= Logghe Stamping Company =

American racecar constructor

The Logghe Stamping Company (commonly known as Logghe Brothers) is a dragster and funny car fabricator based in Detroit, Michigan.

Logghe Brothers, operated by brothers Ron and Gene, was the first company to produce funny car chassis in series, beginning in 1966, when they built Don Nicholson's Eliminator I, with a reproduction Mercury Comet body provided by Fiberglass Trends. Similar cars were sold to Jack Chrisman, "Fast Eddie" Schartman, and Kenz and Leslie. These cars had the first coilover suspension in funny car.

In 1967, Logghe would provide the chassis for Ford's Super Mustang slingshot dragster project.

Butch Leal would body one of Logghe's first customer chassis with a fiberglass reproduction Plymouth Barracuda; this car's best pass would be a 7.82 at 182.16 mph, with a career win ratio of ninety percent.

Ron Ellis, running a gasser with supercharged Chrysler in a Logghe chassis, fitted a T-bucket, which he later exchanged for an AMX.

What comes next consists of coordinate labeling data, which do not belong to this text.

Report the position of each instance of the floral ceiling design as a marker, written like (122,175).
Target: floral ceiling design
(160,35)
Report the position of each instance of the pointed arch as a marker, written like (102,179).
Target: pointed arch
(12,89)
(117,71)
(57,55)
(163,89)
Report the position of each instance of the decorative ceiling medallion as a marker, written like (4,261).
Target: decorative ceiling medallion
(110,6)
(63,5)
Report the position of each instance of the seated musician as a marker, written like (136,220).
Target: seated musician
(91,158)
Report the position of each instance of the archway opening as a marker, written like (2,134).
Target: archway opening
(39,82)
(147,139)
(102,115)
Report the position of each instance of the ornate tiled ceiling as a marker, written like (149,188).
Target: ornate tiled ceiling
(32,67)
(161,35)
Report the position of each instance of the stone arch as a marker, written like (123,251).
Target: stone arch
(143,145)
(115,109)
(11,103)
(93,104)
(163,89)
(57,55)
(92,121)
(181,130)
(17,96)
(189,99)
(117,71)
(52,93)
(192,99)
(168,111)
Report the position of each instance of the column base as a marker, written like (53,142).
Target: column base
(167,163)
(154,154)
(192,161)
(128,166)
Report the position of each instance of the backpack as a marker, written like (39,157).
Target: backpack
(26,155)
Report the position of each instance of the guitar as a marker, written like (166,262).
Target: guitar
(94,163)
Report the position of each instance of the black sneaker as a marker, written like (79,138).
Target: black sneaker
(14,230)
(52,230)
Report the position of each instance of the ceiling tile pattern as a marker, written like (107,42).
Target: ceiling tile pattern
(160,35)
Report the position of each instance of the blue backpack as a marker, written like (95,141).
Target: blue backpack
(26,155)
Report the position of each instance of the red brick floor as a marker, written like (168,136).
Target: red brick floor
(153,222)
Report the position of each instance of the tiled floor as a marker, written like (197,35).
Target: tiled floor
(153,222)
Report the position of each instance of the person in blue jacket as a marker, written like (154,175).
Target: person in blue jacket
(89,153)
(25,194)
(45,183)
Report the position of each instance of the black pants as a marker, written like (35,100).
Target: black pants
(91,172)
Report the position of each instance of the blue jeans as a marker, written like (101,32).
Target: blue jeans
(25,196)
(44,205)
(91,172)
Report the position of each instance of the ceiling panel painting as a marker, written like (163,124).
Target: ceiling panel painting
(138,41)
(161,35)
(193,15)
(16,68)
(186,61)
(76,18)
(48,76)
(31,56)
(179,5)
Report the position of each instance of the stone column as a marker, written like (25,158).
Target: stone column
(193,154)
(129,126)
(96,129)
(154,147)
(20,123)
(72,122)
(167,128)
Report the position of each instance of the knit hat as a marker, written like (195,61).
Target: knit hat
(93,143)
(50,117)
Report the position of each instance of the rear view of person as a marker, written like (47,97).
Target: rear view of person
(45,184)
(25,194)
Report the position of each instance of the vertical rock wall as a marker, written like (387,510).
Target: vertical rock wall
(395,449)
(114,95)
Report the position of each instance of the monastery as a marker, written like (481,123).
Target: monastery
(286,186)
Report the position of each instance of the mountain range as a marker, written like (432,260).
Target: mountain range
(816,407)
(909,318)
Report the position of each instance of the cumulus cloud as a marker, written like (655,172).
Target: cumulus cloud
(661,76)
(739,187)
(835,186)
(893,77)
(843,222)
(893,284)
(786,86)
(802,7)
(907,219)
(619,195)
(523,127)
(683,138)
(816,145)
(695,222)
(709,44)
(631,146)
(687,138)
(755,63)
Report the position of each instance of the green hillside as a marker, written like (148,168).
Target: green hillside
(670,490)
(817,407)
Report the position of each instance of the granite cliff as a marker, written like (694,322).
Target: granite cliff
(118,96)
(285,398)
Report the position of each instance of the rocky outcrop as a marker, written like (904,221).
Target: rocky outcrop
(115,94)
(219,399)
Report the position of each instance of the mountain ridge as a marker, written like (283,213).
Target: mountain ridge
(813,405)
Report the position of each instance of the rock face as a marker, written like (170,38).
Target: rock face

Gas Ronda used a Logghe chassis under his Mustang Mach 1 funny car; Ronda won the Orange County International Raceway Manufacturers Championship in 1969 in it.

Nicholson would fit a Pete Robinson-built Top Fuel SOHC 427. in his Logghe-built Comet early in the 1967 season and turn 7.90s at around 180 mph, earning an eighty-six percent winning record.

Texan Ken Hare had a Logghe-built 427 Chevy-powered AMC Javelin dubbed Ramblin' Rose .

In 1970, Logghe also built a 100 in-wheelbase AA/FA, Winged Express II, for "Wild Willie" Borsch.

Logghe ultimately proved unable to keep up with demand for chassis, leading to the creation of a funny car chassis-building industry, which was soon joined by Dick Fletcher, Don Hardy, Ronnie Scrima, and a number of others.

Late in 1969, Pat Foster and John Buttera would devise a Top Fuel dragster-style chassis to replace the "dune buggy" design common in Funny Car at the time. Similar chassis would be built by Logghe and Ronnie Scrima, among others; this design remains the standard in TF/FC.

Gene Snow would record the first official 200 mph pass in the Logghe-chassised 1969 Dodge Charger, Rambunctious.

In 1973, Connie Kalitta ran a Logghe-chassised Ford Mustang as the Bounty Hunter, teamed with Shirley Muldowney (in the Buttera-chassied Bounty Huntress).

== Sources ==
- McClurg, Bob. "50 Years of Funny Cars: Part 2" in Drag Racer, November 2016, pp. 35–50.
- Taylor, Thom. "Beauty Beyond the Twilight Zone" in Hot Rod, April 2017, pp. 30–43.